Personal details
- Born: 3 January 1924 Zhob, British India
- Died: 5 November 2010 (aged 86) Sherani, Balochistan, Pakistan
- Resting place: Sherani, Pakistan
- Party: Pakhtunkhwa Milli Awami Party
- Children: 6
- Parent: Esa Khan
- Alma mater: Islamia College University, Peshawar
- Profession: Politician
- Known for: Political activism

= Sain Kamal Khan Sherani =

Pakistani politician

Sain Kamal Khan Sherani (Pashto:سايي کمال خان شیراني) (3 January 1924 – 5 November 2010) was the founding member and leader of Pakhtunkhwa Milli Awami Party a democratic Pashtun nationalist political party in Pakistan.

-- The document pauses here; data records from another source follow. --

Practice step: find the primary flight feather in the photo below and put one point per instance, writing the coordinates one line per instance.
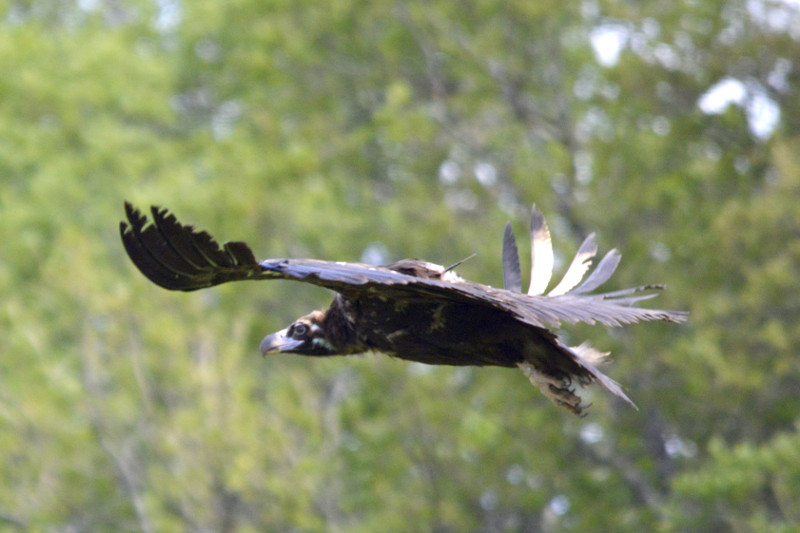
(413, 309)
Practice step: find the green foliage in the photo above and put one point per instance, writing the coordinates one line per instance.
(408, 130)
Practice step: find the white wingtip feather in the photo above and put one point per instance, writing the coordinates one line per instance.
(541, 254)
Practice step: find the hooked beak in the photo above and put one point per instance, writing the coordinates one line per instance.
(278, 342)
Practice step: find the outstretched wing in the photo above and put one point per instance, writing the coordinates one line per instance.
(179, 257)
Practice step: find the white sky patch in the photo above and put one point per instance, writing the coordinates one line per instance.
(486, 174)
(608, 41)
(762, 112)
(169, 14)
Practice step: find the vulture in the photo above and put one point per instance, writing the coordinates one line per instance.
(416, 310)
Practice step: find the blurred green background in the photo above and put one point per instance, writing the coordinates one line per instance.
(381, 130)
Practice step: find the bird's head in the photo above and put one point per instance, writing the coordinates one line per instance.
(306, 336)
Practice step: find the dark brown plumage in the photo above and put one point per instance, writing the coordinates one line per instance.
(416, 310)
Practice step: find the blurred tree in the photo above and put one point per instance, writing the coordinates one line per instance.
(380, 130)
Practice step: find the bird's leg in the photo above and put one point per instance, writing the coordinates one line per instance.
(557, 390)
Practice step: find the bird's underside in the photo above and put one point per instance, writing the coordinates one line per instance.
(416, 310)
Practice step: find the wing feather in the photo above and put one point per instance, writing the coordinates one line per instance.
(178, 257)
(580, 264)
(541, 253)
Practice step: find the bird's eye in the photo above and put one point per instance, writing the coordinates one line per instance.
(299, 330)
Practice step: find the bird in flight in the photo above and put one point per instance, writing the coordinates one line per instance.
(415, 310)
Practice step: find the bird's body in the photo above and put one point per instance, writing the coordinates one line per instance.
(412, 309)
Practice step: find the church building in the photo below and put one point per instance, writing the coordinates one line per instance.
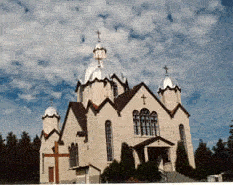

Sain Kamal Khan Sherani was born in district Zhob British India village shina ponga (شنه پونګه) in middle class Sherani tribe family. His father name was Esa Khan and he has business in Delhi. Sain has three brothers named Mutha Khan, Ibrahim Khan, Nawab Khan and has two sisters. He has six children in number five sons and only daughter.

==Education==
Kamal Khan Sherani got his basic education from a nearby primary school karama malik Balo khan karmanzai Zhob and in 1939 he got admission in "Sandeman High School Quetta" by scholarship. After completing his Matriculation, in 1940 he proceeded to Islamia College University Peshawar, obtaining an Honours degree in Economics.

==Political career==
Sain Kamal Khan Sherani was the closest companion of Khan Shaheed Abdul Samad Khan Achakzai.